Why The Wire Had To End After Season 5
Watching "The Wire" today, it's easy to forget how much of a game-changer it was in a sea of episodic television with tidy resolutions. Created by David Simon and pitched ostensibly as a "cop show" about wiretapping, the Baltimore-based HBO crime drama was a forerunner for what we now call "prestige tv" — the sort of thoughtful literary storytelling that requires viewers to put their phones down and pay attention to a cumulative, carefully constructed narrative. Each chapter in the saga contains a different focal point, from street corners where drugs are sold to the docks where stevedores facilitate distribution of the illicit to the school system that gives kids little protection from the drug game.
Though the series came to an end on March 9, 2008, after telling its story over 60 episodes and five sprawling seasons, strong attention to detail was meticulously planned in the writers' room from the jump. In an interview with Slate Magazine, Simon looked back on the series and its long road to success, a success that he credits to a reverence for the big picture:
"I keep using this metaphor whenever I'm on set and we have problems with the actors—and we don't have many problems — losing sight of the whole. I say, 'We're building a house here.' Every single one of us, all the writers, all the actors, all the crew, all the directors; everything in our bag of tricks, it's all tools in the toolbox. It's not about how often the hammer comes out; it's about the house we're building.
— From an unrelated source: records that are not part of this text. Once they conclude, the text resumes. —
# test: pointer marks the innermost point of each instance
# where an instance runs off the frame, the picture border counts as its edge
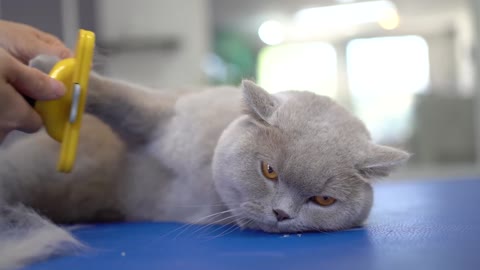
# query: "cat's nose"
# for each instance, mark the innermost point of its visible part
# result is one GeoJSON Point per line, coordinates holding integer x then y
{"type": "Point", "coordinates": [281, 215]}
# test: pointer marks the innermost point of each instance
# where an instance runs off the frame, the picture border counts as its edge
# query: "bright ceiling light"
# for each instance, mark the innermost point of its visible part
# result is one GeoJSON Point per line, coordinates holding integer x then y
{"type": "Point", "coordinates": [347, 14]}
{"type": "Point", "coordinates": [271, 32]}
{"type": "Point", "coordinates": [390, 20]}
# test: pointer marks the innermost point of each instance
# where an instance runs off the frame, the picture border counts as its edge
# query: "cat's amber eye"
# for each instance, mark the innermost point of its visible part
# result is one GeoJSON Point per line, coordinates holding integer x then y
{"type": "Point", "coordinates": [268, 171]}
{"type": "Point", "coordinates": [324, 200]}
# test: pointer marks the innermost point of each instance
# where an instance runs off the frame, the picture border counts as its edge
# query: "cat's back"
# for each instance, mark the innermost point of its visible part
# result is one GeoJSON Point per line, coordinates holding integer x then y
{"type": "Point", "coordinates": [199, 119]}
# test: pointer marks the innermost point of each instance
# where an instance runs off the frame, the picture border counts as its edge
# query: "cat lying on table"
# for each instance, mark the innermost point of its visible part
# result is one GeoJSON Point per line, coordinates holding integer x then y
{"type": "Point", "coordinates": [288, 162]}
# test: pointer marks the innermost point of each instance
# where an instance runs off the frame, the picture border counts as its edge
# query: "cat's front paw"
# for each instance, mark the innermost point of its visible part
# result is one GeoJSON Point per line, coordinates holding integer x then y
{"type": "Point", "coordinates": [44, 62]}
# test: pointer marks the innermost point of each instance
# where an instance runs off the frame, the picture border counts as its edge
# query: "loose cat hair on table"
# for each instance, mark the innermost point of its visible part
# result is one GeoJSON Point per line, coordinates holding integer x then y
{"type": "Point", "coordinates": [287, 162]}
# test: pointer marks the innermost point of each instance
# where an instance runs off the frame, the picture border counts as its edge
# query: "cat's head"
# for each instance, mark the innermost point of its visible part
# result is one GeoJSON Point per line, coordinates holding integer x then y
{"type": "Point", "coordinates": [297, 161]}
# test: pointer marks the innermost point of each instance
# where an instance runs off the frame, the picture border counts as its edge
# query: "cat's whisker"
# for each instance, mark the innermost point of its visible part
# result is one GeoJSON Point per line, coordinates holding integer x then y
{"type": "Point", "coordinates": [232, 229]}
{"type": "Point", "coordinates": [186, 226]}
{"type": "Point", "coordinates": [206, 218]}
{"type": "Point", "coordinates": [214, 222]}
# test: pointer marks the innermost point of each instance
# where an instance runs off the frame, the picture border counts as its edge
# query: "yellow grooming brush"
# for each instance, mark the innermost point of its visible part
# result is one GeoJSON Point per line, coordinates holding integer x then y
{"type": "Point", "coordinates": [63, 117]}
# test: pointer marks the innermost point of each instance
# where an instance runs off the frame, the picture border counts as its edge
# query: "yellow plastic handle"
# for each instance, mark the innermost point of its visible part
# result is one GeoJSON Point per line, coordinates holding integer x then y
{"type": "Point", "coordinates": [63, 117]}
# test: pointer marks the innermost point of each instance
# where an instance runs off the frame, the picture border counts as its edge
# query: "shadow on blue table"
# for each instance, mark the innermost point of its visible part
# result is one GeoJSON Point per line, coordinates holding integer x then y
{"type": "Point", "coordinates": [413, 225]}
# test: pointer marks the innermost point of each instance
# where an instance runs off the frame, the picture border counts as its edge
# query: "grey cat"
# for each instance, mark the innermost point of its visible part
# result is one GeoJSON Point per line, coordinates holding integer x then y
{"type": "Point", "coordinates": [288, 162]}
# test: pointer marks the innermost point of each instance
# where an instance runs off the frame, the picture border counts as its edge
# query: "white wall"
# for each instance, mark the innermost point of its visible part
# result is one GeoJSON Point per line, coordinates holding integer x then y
{"type": "Point", "coordinates": [123, 21]}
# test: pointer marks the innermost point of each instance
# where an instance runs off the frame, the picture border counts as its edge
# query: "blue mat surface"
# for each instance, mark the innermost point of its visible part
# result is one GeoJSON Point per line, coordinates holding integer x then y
{"type": "Point", "coordinates": [413, 225]}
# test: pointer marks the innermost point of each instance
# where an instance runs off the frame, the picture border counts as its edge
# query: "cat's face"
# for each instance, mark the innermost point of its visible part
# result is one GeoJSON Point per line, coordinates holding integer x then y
{"type": "Point", "coordinates": [298, 162]}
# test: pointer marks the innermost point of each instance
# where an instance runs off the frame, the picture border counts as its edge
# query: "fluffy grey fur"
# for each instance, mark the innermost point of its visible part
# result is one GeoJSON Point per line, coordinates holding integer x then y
{"type": "Point", "coordinates": [195, 157]}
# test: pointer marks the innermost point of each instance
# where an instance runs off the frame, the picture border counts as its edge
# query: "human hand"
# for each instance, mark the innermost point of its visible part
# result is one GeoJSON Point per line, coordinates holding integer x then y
{"type": "Point", "coordinates": [19, 43]}
{"type": "Point", "coordinates": [25, 42]}
{"type": "Point", "coordinates": [17, 79]}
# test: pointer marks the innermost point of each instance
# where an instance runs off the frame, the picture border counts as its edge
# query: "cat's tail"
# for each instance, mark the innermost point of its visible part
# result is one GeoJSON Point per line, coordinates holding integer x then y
{"type": "Point", "coordinates": [26, 237]}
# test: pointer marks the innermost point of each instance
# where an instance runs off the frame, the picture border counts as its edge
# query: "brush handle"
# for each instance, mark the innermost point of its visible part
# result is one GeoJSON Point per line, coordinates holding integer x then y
{"type": "Point", "coordinates": [30, 100]}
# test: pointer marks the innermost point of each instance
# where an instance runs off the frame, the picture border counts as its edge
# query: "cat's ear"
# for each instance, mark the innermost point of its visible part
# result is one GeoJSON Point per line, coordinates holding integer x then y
{"type": "Point", "coordinates": [380, 160]}
{"type": "Point", "coordinates": [260, 104]}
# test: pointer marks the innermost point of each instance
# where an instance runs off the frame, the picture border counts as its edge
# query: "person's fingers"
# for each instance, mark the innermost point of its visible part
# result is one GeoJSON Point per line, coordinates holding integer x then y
{"type": "Point", "coordinates": [33, 83]}
{"type": "Point", "coordinates": [37, 47]}
{"type": "Point", "coordinates": [16, 113]}
{"type": "Point", "coordinates": [53, 45]}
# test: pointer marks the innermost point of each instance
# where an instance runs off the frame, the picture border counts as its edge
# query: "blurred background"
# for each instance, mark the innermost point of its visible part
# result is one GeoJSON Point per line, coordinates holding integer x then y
{"type": "Point", "coordinates": [408, 68]}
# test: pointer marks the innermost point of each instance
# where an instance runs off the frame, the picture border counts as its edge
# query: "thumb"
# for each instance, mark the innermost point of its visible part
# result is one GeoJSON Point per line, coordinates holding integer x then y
{"type": "Point", "coordinates": [33, 83]}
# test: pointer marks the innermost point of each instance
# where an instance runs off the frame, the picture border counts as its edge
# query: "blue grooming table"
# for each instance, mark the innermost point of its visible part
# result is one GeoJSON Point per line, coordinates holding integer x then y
{"type": "Point", "coordinates": [413, 225]}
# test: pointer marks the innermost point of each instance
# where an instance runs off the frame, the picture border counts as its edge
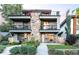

So, all the details are essential. The only thing I care about in the end is the house. In the writers' room at least, that's a given."
All in the game
Alan Sepinwall's chronicle of small-screen game-changers, "The Revolution was Televised," gives an account of "The Wire" as hard-won. HBO executives like Chris Albrecht would hesitate to renew successive seasons of the series that observe the failed War on Drugs with a cumulative effect. David Simon sums it up in Sepinwall's book by saying "People say now that when you get to Episode 4, it works. It's not that Episode 4 is good. The thing is, it's the whole. We're interested in what the whole story is about."
By season 5, detractors of "The Wire" had come around to its multifaceted storytelling as part of the show's comprehensive — and satisfying — experience. Having tackled the systems of judicial and legislative agencies involved in botching the American drug crisis, the writers turned an eye toward the media that failed to competently inform the public. Simon told Slate that there was little left to say for any subsequent seasons:
"The big thematic heavy lifting was done in Seasons 1 and 2, when Ed and I were figuring out what we wanted to do: how many seasons, etc. We came up with five. We talked about many things; nothing seems substantial enough for a Season 6. When other writers came onto the show, George Pelecanos, Richard Price, we would throw it at them: 'This is what we came up with, five things. If there's anything else you have, any ideas for extending the series, say so.' When I've done my begging with HBO — and begging it is — it has been on behalf of those five seasons."
Though poorly received by critics, the final season's plot added another layer to the novel-like method of the show entire, putting in the time and effort to outline the nuances involved in a national problem that's anything but black-and-white.